Preventing session hijacking attacks
Session hijacking is a common threat since authentication tokens are valuable and allow an attacker to evade login-focused defenses. Organizations need layered defenses and continuous risk evaluation to identify compromised sessions after the initial login.
When looking for session hijacking attacks, look for:
- Session anomalies detected
- Time-to-revoke
- Step-up auth rates for risky events
- Reduction in token replay incidents.
FAQ
Can session hijacking happen even if MFA is enabled?
Yes, because MFA only protects the login event, not the session token used to generate after login. If an attacker steals the session cookie or token, they can use it to access an authenticated session. Controls such as step-up authentication for sensitive actions, short session lifetimes, token rotation, and revocation on suspicious activity reduce the risk of this, plus organizations can monitor for signals such as a new device, unusual location, or abnormal behavior for an authenticated session.
Is session hijacking the same as credential stuffing?
No, credential stuffing uses breached username/password pairs to log in as the user, and MFA and rate limiting can help to prevent this.
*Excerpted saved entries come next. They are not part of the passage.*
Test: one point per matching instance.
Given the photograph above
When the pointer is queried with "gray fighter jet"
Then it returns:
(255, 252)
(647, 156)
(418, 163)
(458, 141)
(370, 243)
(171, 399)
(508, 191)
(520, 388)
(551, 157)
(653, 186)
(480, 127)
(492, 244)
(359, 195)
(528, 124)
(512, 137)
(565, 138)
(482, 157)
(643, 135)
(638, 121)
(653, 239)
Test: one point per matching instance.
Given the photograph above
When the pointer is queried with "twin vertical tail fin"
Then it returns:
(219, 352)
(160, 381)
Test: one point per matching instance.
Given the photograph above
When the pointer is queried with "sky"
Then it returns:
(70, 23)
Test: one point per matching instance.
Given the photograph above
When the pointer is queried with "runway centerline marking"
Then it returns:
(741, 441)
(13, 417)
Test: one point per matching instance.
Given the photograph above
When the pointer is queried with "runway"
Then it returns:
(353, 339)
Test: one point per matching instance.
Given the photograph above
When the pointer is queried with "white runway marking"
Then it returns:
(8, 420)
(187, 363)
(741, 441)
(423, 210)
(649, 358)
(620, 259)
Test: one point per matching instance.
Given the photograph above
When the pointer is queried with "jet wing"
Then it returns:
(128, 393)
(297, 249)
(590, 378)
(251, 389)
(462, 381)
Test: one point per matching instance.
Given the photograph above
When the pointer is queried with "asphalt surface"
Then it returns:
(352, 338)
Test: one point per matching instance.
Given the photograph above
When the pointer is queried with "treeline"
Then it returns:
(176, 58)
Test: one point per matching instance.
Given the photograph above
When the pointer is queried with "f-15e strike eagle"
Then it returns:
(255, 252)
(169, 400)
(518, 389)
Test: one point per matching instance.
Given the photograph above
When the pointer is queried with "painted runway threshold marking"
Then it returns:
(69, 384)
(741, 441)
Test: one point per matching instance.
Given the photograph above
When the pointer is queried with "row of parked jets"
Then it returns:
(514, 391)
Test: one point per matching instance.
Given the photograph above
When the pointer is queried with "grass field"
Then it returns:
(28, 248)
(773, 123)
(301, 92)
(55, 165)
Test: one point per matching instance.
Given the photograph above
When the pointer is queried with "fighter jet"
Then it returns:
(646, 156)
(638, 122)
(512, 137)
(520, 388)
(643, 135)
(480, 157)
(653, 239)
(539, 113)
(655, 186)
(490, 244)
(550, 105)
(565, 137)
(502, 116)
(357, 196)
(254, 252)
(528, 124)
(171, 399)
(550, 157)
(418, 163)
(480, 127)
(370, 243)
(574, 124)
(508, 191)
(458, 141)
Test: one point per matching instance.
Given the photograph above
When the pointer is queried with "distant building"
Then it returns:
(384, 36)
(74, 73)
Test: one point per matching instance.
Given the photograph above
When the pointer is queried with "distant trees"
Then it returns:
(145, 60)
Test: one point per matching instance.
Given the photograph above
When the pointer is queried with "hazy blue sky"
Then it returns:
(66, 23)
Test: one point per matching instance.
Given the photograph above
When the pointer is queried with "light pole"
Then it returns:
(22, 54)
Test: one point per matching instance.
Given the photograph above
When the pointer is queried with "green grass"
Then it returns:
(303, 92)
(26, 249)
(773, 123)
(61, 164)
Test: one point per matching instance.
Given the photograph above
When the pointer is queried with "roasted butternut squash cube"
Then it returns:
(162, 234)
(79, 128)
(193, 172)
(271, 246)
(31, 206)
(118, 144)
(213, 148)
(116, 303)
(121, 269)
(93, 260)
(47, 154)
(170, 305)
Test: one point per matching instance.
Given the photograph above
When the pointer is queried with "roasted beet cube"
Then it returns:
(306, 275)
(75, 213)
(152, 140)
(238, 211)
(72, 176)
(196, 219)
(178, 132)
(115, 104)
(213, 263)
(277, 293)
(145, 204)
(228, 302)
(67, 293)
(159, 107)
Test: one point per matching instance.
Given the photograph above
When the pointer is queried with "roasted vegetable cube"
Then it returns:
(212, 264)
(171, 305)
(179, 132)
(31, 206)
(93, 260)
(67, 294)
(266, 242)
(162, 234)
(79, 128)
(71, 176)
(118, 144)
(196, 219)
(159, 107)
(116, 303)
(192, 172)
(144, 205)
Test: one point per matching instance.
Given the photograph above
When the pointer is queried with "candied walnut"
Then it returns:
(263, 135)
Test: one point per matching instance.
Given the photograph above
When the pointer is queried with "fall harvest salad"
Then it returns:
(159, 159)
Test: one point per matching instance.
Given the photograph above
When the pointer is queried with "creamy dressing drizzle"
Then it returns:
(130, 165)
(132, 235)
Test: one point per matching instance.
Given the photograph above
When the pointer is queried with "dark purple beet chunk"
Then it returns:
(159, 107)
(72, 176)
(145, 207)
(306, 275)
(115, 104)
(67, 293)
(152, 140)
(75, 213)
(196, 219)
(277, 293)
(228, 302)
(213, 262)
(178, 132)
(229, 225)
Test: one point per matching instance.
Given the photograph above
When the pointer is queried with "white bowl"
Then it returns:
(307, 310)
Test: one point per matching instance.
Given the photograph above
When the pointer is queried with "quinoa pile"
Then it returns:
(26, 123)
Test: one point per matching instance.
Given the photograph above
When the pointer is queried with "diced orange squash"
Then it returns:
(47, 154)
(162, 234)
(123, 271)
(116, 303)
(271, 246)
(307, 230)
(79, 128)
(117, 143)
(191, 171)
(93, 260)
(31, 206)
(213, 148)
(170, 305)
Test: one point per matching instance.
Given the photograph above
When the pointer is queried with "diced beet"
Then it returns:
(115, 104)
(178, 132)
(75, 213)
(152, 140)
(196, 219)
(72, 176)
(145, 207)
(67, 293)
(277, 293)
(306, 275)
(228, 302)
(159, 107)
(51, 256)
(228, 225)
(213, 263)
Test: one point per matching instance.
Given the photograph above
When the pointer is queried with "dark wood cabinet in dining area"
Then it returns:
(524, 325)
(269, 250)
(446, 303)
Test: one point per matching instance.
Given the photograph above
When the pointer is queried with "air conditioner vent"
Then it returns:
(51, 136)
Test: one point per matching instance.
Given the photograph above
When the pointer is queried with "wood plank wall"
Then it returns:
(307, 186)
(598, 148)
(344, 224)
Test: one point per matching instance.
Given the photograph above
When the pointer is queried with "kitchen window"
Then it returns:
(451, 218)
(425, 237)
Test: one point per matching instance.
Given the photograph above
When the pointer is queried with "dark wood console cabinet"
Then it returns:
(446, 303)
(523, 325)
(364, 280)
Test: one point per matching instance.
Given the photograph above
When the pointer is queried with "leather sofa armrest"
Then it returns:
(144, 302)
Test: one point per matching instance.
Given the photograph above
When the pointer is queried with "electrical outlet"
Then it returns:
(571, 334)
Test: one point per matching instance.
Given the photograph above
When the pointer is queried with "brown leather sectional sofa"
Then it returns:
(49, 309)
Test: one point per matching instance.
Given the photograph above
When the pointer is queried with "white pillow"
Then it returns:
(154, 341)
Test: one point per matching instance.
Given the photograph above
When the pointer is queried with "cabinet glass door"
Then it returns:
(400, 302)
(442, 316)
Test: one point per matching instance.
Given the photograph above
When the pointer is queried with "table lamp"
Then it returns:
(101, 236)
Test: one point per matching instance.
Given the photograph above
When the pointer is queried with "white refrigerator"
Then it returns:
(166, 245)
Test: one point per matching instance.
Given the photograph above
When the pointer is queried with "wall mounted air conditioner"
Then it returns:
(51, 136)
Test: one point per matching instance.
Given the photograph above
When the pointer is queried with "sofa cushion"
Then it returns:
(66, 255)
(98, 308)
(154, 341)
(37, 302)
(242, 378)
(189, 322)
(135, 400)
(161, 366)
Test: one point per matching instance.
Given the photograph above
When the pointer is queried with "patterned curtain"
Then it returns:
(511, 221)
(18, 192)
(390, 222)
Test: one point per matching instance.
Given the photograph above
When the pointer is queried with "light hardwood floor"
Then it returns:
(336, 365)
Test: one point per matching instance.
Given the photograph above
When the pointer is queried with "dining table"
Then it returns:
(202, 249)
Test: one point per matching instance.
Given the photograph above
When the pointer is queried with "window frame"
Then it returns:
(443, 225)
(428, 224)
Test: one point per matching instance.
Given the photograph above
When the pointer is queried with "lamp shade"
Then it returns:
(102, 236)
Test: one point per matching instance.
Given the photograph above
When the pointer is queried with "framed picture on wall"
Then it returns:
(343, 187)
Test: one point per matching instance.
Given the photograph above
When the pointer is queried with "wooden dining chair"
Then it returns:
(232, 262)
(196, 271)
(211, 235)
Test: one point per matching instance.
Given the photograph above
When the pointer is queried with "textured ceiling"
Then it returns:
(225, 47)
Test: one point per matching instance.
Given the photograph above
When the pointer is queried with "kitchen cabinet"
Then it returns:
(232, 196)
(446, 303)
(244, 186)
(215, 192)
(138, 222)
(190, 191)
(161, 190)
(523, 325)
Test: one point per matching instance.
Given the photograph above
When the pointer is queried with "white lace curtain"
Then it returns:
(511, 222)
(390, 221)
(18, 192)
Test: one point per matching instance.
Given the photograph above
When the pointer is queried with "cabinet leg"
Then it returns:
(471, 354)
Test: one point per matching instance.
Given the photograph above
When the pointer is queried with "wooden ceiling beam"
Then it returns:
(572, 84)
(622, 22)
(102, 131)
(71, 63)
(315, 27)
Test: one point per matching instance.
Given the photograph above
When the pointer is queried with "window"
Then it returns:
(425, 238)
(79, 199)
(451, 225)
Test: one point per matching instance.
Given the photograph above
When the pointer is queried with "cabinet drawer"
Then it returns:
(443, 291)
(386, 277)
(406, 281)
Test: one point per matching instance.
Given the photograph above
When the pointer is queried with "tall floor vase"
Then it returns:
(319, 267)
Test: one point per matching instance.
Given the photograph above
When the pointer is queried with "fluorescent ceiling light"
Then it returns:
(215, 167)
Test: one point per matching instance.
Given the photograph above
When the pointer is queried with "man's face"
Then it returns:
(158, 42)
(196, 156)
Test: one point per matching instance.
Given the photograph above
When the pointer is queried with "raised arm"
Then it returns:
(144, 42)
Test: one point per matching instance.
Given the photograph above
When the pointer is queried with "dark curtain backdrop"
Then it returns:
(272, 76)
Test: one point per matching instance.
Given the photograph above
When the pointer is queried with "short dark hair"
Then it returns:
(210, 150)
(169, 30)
Session hijacking takes over an existing session, which can be mitigated via strong session management and token protections.
What is session fixation, and how is it prevented?
Session fixation is where the attacker forces the victim to authenticate using a session ID known to the attacker. This is problematic if an application doesn’t create a new session ID after authentication or privilege changes. Best practices to prevent this include regenerating session IDs at login and privilege elevation, invalidating old sessions, rejecting session IDs in URLs, and ensuring secure cookie handling.
What logs or signals help confirm a hijacked session?
Hijacked sessions can be identified using web application and identity provider logs, including data on session issuance, refresh patterns, sign-in events, conditional access triggers, and logout or revoke events. High-confidence indicators of a compromised session include the same session token used from two distant locations, concurrent sessions that do not match normal user patterns, or sudden client characteristic changes. Detection can be bolstered using signals such as device posture changes, endpoint detections, suspicious browser behavior, and abnormal sequences of actions inside the app.
Do Secure, HttpOnly, and SameSite cookies fully stop session hijacking?
These flags are designed to reduce the risk that session cookies will be stolen by scripts, downgrade attacks, and some cross-site abuse patterns, but they don’t prevent these attacks. For example, an attacker can steal a session cookie with malware installed on the user’s device. The use of TLS everywhere, CSP, XSS prevention, short-lived sessions, token rotation, and anomaly-driven step-up authentication can help reduce the risk of session hijacking.